Binary XML, Again

August 13, 2003

XML is Not Self-Describing

I dissent from several points of XML Orthodoxy because I am by nature, personal inclination, and experience, a dissident. But I also dissent reflexively, I suppose, because my intellectual training -- in religious studies and the philosophy of religion -- acquainted me well with the dynamics of orthodoxy, heterodoxy, and heresy, rather than, say, the dynamics of ADTs or just-in-time language compilation.

That's not to say that computer scientists are, on average, a conformist lot.
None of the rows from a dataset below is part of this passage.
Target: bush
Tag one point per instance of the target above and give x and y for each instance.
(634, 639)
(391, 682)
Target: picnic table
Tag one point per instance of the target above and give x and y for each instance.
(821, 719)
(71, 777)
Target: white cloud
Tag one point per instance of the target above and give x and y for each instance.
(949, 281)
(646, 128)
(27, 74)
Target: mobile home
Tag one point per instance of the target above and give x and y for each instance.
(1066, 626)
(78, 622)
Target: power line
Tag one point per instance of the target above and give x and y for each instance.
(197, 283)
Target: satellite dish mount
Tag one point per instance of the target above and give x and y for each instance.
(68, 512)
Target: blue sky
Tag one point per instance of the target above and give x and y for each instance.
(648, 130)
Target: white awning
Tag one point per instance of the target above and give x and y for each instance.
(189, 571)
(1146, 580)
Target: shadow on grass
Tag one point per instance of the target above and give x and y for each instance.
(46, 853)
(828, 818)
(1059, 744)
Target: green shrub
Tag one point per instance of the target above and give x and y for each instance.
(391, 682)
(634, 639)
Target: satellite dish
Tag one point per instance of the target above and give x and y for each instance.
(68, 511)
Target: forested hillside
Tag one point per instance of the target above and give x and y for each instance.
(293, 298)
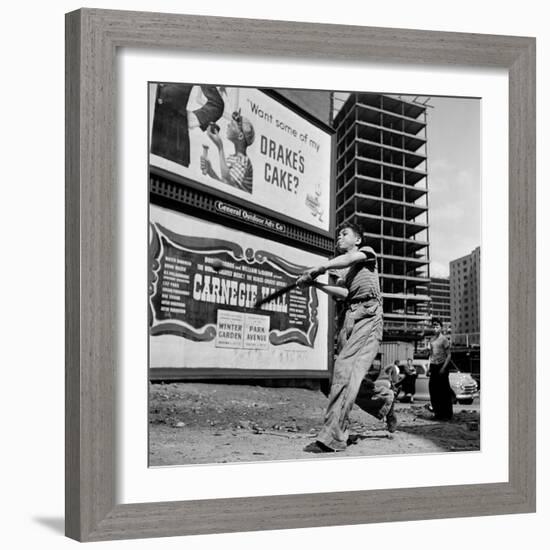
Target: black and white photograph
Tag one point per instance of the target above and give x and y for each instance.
(314, 274)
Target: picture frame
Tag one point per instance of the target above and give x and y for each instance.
(92, 39)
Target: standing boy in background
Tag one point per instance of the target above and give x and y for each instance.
(441, 394)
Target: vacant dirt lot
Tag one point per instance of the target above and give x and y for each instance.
(197, 423)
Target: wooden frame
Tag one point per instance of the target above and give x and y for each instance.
(92, 39)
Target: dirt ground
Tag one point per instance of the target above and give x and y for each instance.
(199, 423)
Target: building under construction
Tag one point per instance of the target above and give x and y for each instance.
(382, 185)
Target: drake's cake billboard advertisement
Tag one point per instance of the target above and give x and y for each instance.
(204, 282)
(244, 143)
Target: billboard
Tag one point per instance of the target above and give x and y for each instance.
(242, 142)
(204, 281)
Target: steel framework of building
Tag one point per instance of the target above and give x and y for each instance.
(382, 185)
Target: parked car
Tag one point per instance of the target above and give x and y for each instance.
(464, 387)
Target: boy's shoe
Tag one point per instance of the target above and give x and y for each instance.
(317, 447)
(391, 420)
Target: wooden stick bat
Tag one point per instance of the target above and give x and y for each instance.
(274, 295)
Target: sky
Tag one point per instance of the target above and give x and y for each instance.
(454, 180)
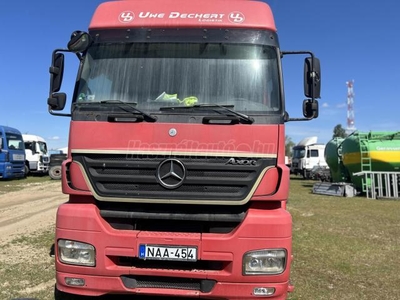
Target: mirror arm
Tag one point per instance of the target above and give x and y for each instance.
(58, 114)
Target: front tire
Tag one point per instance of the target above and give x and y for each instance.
(55, 172)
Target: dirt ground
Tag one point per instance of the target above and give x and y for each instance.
(31, 209)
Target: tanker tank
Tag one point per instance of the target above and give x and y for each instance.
(333, 158)
(374, 151)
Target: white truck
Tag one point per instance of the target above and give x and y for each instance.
(37, 157)
(307, 154)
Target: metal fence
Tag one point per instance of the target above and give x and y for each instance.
(381, 184)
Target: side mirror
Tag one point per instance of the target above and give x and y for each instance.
(312, 78)
(56, 72)
(57, 101)
(310, 109)
(80, 42)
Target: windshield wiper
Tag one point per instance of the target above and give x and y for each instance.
(132, 109)
(245, 119)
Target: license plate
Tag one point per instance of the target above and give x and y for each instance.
(162, 252)
(18, 157)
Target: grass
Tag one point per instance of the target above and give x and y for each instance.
(344, 248)
(18, 184)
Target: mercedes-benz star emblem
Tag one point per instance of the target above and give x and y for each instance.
(171, 173)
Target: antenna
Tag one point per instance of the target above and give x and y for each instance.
(350, 107)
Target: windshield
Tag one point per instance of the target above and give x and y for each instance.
(154, 75)
(299, 152)
(14, 141)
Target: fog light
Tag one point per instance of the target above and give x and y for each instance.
(263, 291)
(74, 281)
(76, 253)
(264, 262)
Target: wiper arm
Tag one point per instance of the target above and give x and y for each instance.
(242, 117)
(132, 109)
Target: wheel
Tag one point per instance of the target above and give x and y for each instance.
(55, 172)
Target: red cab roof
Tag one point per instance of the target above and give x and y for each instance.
(183, 14)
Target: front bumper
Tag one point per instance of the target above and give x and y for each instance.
(261, 229)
Computer programmers, however, tend to be; but since that tendency arises as much from impersonal market forces as from individual personality quirks, I think we can let them, for the most part, slide. One specific locus of XML Orthodoxy that I have never professed is the idea that XML is "self-describing," which seems a rather grandiose and overly strong way of saying that one names XML containers. Well, I've read too much Wittgenstein (not to mention too much Aquinas, Meister Eckhart, and Julian of Norwich) to think that a name is necessarily a self-description.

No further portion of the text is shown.